Brian and I have been reviewing Jack Levison’s recently released book, Fresh Air: The Holy Spirit for an Inspired Life (thanks to Paraclete Press!). Today I continue the review by writing a bit about chapter seven.
Jack Levison, in chapter six, or “Ezekiel’s Valley” brings us to two different communities. First, a devastated, hope-stricken community. Second, a thoroughly flourishing community. Using these communities, he explores two questions that he, in turn, answers. These questions are, 1) “How does the spirit work in communities as a whole?” and 2) “How can communities prepare themselves to receive the fullness of the spirit?”
Our first community is the devastated and exiled Israel. Sometime after 587 BCE, Ezekiel wrote about hope within despair, about life in the midst of everything dead. In a vision, Ezekiel was taken by the Spirit to a place any Jewish priest of that day shouldn’t have been – a place where there are bones. The place Ezekiel was taken to was a valley of death, a place without hope. Levison writes, “And yet, it is in this valley of death that the spirit has deposited him. It is in this valley, amongst these very many, very dry bones, that the spirit will accomplish its most outlandish life-giving act” (144).
When this story is read in its entirety, you will see that this act of life bestowed upon Israel is not something that happened immediately. Rather, there were steps: promises from God of sinews and flesh and breath, of bones coming together, of bodies being restored, and so on. The same is often true of communities today. The process is hard, but the Spirit enables and brings restoration. As people of the resurrection, we need to believe that the same Spirit that rose Jesus from the dead, can – and not only can – but does proleptically act powerfully in our lives, communities, and world today. And it is in regards to what would be seemingly dead churches that Jack says writes the following: “It is important, I think, never to resign ourselves to the belief that deadened communities are beyond the pale of the spirit’s influence” (148).
But what about a vibrant community? What is the picture of the Holy Spirit working in a community that is bursting forth with the life that is from God’s Spirit? Jack takes us to Acts 13. This community in Antioch is the place where followers of Jesus were first identified as Christians.
In this community we see five attributes that local communities of worship need to really consider practicing. They are the following:
- “A love of learning.” – In Acts 11 we see that Barnabas and Paul devoted themselves to teaching for a year. In Acts 13 there are two groups of people mentioned – prophets and teachers.
- “An ear for prophecy.” – We need to have an ear for the voice of the Spirit speaking through prophets. Too often today churches have silenced the voices of prophets and potential prophets. As said above, the church in Antioch had two acting forms of leadership, prophets and teachers.

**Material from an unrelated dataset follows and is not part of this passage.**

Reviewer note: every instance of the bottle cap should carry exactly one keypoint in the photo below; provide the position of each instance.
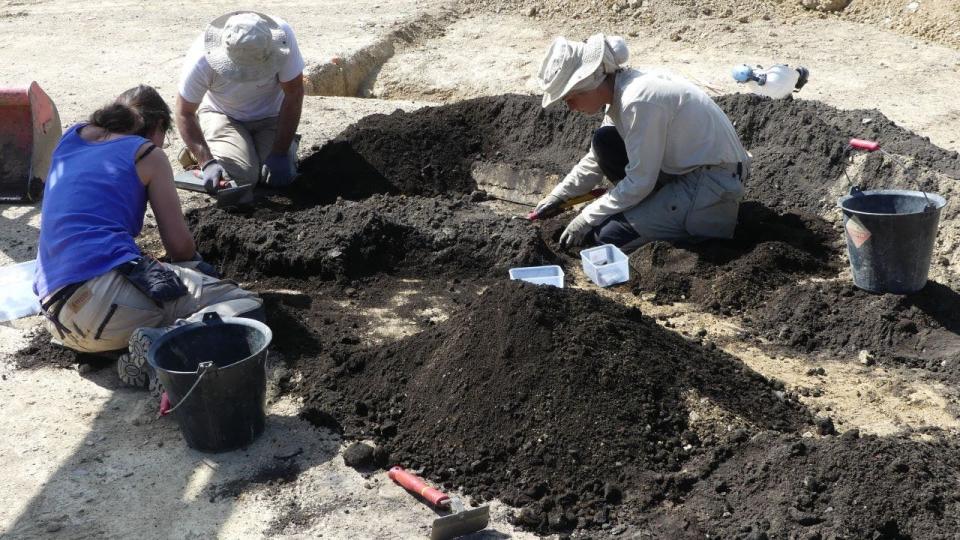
(742, 73)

- “The right practices.” – Jack makes a powerful point when talking about this; he writes, “This word of the spirit comes to Antioch while they were worshiping and fasting” (156). It was when the church was practicing the disciplines of worship and fasting that the Spirit of God communicated to them. The church needs to be serious about incorporating the spiritual disciplines of Lectio Divina, fasting, soaking prayer, song singing (which I would all sub-section off under worship) and more.
- “Extreme generosity.” – The church at Antioch gave before there was need. In particular, before tragedy struck. Especially in relation to the recent catastrophe in New York and the surrounding region, this is something that I should have done. If already not, we ought to follow the example here.
- “Multicultural leadership.” – Lastly, the church at Antioch wasn’t a church filled with just a bunch of white folk (actually, none of them were probably white). To the contrary, the church at Antioch wasn’t a church you could remark by saying, “That’s a black church” or “That’s a white church” or “That’s a Spanish church!”
A church that has these attributes is truly a church that is a source of grace for the Body and for the world. May we be challenged by what God speaks through the Scriptures.